8) DOPO 30 ANNI ESCE DAL BRACCIO DELLA MORTE, UN PO' RISENTITO
Il nero Glenn Ford, riconosciuto innocente, è uscito a 64 anni dal penitenziario di Angola, in Louisiana, dopo aver trascorso quasi 30 anni in carcere, 26 dei quali nel braccio della morte.
Il 64-enne Glenn Ford è uscito dal famigerato penitenziario di Angola, in Louisiana, dopo aver trascorso quasi 30 anni in carcere, 26 dei quali nel braccio della morte. Era stato accusato falsamente di aver ucciso, il 5 novembre 1983, la gioielliera 56-enne Isadore Rozeman nel negozio in cui lei riparava orologi. Riteniamo che la permanenza nel braccio della morte di Glen Ford sia la più lunga per un prigioniero che sia stato riconosciuto innocente e liberato negli USA.
Egli, nero, si era sempre dichiarato innocente. Era stato condannato a morte da una giuria tutta composta di bianchi. Gli erano stati assegnati due difensori scelti a caso nella lista degli avvocati locali. Uno di essi si occupava di gas e di derivati del petrolio, un'altra si occupava di assicurazioni. Gli avvocati difensori non assunsero esperti temendo di doverli pagare di tasca propria. L'accusa nascose importanti prove a discolpa e assunse periti forensi squalificati che ingannarono la giuria riguardo all'andamento dei fatti. La principale testimone che connetteva Ford al crimine ritrattò davanti alla giuria la propria deposizione.
Il 10 marzo è stato firmato dalla giudice Ramona Emanuel l'ordine di scarcerazione per Glen Ford e il giorno successivo egli ha riacquistato la libertà.
L'accusatore distrettuale, in una memoria fatta propria dalla giudice, aveva scritto tra l'altro: “Nell'ultima parte del 2013 credibili prove sono venute a conoscenza del sottoscritto a sostegno della tesi che Glen Ford non fu presente né partecipò alla rapina e all'uccisione della Rozeman.”
Intervistato all’uscita dal carcere, Ford ha dichiarato: “E’ una bella sensazione, la mia mente sta vagando in ogni direzione. E’ una bella sensazione!”. Gli è stato chiesto se ha qualche risentimento per ciò che ha subìto e lui ha risposto di sì: “Non potrò tornare indietro e fare ciò che avrei potuto fare a 35, 38, 40 anni di età; cose del genere”.
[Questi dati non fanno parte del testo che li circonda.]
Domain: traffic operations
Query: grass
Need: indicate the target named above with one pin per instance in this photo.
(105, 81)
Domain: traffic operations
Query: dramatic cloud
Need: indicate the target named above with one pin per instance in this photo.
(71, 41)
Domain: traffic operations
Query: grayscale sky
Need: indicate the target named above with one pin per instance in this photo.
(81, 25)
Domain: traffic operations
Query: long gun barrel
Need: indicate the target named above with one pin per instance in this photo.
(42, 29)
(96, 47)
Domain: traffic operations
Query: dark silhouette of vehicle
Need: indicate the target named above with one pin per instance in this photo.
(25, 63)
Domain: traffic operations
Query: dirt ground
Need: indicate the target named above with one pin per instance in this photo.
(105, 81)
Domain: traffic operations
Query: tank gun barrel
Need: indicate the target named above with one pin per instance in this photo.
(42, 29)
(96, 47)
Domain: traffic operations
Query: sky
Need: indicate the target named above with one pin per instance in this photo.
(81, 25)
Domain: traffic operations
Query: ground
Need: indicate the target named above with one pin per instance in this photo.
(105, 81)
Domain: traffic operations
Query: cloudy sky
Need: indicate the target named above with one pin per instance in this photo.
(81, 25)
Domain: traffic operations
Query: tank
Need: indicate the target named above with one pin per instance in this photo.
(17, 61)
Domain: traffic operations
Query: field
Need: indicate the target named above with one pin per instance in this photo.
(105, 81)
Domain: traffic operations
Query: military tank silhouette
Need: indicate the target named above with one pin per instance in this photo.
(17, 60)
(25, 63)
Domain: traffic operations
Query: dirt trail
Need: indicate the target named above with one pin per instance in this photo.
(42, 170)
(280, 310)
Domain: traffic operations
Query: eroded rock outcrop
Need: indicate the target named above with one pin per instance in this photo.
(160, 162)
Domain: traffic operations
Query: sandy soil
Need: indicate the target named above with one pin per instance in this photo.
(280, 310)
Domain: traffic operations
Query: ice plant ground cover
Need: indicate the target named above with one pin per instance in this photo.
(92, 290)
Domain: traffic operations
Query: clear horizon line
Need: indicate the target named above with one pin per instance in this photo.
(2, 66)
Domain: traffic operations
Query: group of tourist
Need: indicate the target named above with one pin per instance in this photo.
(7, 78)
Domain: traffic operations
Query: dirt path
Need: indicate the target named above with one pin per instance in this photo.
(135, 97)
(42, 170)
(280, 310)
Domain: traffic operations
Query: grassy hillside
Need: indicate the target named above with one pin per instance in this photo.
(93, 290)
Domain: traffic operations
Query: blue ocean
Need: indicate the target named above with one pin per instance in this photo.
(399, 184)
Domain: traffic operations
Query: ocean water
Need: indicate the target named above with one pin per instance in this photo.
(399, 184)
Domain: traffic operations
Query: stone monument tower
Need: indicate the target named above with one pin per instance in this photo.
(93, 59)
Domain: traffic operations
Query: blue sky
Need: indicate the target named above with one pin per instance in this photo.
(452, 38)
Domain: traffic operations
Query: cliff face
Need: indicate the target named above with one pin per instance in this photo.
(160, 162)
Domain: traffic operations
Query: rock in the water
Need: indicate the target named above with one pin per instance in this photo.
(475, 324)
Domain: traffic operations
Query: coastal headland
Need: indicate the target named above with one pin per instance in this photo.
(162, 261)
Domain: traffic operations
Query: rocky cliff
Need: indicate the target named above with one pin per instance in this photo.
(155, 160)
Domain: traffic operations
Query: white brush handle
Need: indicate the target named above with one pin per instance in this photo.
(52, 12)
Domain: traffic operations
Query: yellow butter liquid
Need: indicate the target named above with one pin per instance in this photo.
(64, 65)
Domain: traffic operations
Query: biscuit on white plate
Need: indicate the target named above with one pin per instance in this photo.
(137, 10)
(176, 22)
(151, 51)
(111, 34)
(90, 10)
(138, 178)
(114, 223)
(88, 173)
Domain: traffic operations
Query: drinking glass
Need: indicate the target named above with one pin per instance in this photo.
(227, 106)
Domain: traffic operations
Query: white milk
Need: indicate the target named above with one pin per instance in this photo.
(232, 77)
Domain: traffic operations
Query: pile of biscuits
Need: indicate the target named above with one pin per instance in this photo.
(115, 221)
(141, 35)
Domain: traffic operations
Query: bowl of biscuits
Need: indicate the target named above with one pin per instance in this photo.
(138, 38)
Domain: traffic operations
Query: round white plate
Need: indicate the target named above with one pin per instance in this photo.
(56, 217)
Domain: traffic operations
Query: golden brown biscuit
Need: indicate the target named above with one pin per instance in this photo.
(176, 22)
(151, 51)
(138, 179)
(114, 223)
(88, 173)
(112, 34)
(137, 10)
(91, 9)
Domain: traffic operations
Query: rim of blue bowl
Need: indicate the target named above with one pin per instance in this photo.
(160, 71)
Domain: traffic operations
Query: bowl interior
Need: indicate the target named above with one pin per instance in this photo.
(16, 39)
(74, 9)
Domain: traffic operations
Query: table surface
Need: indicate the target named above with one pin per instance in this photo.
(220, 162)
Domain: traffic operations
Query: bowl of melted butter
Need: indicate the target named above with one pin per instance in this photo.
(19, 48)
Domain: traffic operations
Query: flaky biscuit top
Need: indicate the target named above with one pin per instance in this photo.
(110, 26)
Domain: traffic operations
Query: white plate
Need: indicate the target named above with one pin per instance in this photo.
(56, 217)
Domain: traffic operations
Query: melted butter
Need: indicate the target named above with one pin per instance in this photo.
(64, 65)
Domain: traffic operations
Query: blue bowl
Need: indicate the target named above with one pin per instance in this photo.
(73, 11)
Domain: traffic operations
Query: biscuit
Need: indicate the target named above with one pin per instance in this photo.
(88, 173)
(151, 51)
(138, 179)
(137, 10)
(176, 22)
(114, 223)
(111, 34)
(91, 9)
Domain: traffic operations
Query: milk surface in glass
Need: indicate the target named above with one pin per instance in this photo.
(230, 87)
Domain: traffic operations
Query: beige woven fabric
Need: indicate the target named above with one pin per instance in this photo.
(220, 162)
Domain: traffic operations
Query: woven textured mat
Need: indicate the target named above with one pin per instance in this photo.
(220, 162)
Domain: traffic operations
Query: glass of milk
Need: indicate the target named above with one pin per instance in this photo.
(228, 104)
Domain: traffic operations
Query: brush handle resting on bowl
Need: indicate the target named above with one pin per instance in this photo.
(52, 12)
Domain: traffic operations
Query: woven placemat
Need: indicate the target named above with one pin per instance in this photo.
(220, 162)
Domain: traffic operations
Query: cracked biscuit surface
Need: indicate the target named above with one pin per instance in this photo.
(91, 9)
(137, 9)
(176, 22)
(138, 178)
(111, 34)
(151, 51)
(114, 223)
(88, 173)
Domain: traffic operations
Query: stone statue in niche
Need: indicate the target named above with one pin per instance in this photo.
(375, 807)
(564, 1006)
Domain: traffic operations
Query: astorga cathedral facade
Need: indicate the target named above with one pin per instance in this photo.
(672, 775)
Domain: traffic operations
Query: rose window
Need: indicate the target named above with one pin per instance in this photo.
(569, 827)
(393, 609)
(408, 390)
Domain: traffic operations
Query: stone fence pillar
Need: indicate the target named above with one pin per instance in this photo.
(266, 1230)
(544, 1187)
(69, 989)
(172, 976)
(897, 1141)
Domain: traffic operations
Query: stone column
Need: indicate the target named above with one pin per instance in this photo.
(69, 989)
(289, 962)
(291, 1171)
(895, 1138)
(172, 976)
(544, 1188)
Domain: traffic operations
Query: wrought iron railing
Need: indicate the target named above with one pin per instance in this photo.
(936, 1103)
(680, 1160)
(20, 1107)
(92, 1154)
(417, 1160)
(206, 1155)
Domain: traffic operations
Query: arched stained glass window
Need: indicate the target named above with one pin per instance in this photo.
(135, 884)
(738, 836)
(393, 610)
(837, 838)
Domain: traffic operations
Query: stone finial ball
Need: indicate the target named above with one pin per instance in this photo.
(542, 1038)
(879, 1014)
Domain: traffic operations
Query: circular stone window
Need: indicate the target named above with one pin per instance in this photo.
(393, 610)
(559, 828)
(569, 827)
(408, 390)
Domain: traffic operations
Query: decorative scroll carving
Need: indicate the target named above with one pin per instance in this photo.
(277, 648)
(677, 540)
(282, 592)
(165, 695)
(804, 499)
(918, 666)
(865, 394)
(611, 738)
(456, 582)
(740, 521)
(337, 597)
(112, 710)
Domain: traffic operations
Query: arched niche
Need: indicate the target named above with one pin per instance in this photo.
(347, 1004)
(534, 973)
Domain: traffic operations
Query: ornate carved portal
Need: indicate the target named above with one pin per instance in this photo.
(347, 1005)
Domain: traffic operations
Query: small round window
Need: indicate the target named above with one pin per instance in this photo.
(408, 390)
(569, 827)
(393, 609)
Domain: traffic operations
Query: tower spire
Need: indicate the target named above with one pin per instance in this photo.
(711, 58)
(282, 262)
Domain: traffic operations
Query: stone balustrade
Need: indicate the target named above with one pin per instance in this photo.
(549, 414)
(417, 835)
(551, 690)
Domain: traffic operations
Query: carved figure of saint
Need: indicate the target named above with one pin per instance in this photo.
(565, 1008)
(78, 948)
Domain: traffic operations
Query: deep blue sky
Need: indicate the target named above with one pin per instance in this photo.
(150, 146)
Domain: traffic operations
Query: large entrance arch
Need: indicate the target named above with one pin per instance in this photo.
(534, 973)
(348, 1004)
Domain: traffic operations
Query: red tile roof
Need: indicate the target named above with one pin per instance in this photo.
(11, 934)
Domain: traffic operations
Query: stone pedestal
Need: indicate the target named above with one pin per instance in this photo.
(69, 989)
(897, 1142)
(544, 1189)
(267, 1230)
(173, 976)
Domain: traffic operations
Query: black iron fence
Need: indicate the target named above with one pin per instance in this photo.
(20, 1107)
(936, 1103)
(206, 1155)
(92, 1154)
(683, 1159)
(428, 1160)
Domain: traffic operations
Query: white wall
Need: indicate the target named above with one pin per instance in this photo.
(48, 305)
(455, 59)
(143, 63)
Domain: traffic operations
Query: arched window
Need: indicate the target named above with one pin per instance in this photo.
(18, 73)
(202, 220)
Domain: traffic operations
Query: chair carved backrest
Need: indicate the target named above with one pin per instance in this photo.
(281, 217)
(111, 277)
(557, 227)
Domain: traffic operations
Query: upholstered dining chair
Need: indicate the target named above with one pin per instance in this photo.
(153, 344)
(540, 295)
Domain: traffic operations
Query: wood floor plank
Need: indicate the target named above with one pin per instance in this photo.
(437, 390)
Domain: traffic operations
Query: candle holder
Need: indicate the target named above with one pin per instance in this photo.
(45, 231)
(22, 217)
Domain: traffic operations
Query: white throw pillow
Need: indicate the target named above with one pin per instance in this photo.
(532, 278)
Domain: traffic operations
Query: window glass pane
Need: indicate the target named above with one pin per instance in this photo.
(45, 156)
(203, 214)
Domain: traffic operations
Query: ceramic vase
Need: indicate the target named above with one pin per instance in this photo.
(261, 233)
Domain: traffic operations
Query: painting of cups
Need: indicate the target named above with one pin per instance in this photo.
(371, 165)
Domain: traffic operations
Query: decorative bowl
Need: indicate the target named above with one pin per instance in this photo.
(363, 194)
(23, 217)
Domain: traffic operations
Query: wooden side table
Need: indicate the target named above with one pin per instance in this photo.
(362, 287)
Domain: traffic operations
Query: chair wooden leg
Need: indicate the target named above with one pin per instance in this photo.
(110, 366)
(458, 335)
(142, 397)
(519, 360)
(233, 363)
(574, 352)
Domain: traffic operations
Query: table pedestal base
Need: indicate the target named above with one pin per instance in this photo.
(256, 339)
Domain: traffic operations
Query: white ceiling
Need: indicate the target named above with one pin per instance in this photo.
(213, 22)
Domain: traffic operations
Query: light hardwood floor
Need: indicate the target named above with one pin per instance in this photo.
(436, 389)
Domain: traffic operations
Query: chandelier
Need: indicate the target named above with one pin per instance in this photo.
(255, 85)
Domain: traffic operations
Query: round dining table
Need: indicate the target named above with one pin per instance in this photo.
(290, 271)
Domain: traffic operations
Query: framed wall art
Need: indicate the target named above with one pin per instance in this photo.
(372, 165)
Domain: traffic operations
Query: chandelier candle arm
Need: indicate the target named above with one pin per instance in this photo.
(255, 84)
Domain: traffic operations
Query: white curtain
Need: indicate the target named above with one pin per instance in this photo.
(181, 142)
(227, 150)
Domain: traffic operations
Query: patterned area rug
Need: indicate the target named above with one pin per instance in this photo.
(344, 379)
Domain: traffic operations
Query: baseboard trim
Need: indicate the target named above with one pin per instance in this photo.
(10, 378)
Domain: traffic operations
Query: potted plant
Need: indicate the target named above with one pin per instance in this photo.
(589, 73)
Gary Clements e Aaron Novod, gli attuali avvocati di Ford, sono felici dell’annullamento della condanna e della liberazione. Hanno detto che il processo di Ford era stato profondamente compromesso da una difesa inesperta e dalla soppressione delle prove a favore, tra cui notizie ricevute da un informatore della polizia.
Una legge della Louisiana dà diritto ad un indennizzo per coloro che sono stati incarcerati e poi riconosciuti innocenti. Si tratta di circa 25.000 dollari per ogni anno di detenzione fino ad un massimo di 250.000 dollari, oltre a 80.000 dollari per la perdita delle “opportunità della vita”.
Considerato che 250.000 dollari corrispondo a 10 anni di detenzione e che invece Ford ne ha trascorsi 30 in carcere, è sicuro che almeno 20 anni di vita gli verranno portati via “gratis”. In ogni caso qualsiasi cifra sarebbe un magro compenso per chi stato privato di una parte così importante della propria vita.
9) L’ISOLAMENTO IN CARCERE PRODUCE GLI STESSI DANNI DELLA TORTURA
Negli Stati Uniti non si frustano più i prigionieri né si torturano in altri modi (almeno nelle carceri “ufficiali” metropolitane, perché, come sappiamo, la tortura è stata ampiamente utilizzata dagli Americani nei riguardi dei 'sospetti terroristi' detenuti all'estero).
Nelle prigioni americane però viene praticata, per un'ampia minoranza di detenuti, la detenzione in isolamento per 23 ore al giorno, spesso per mesi, anni o addirittura decenni.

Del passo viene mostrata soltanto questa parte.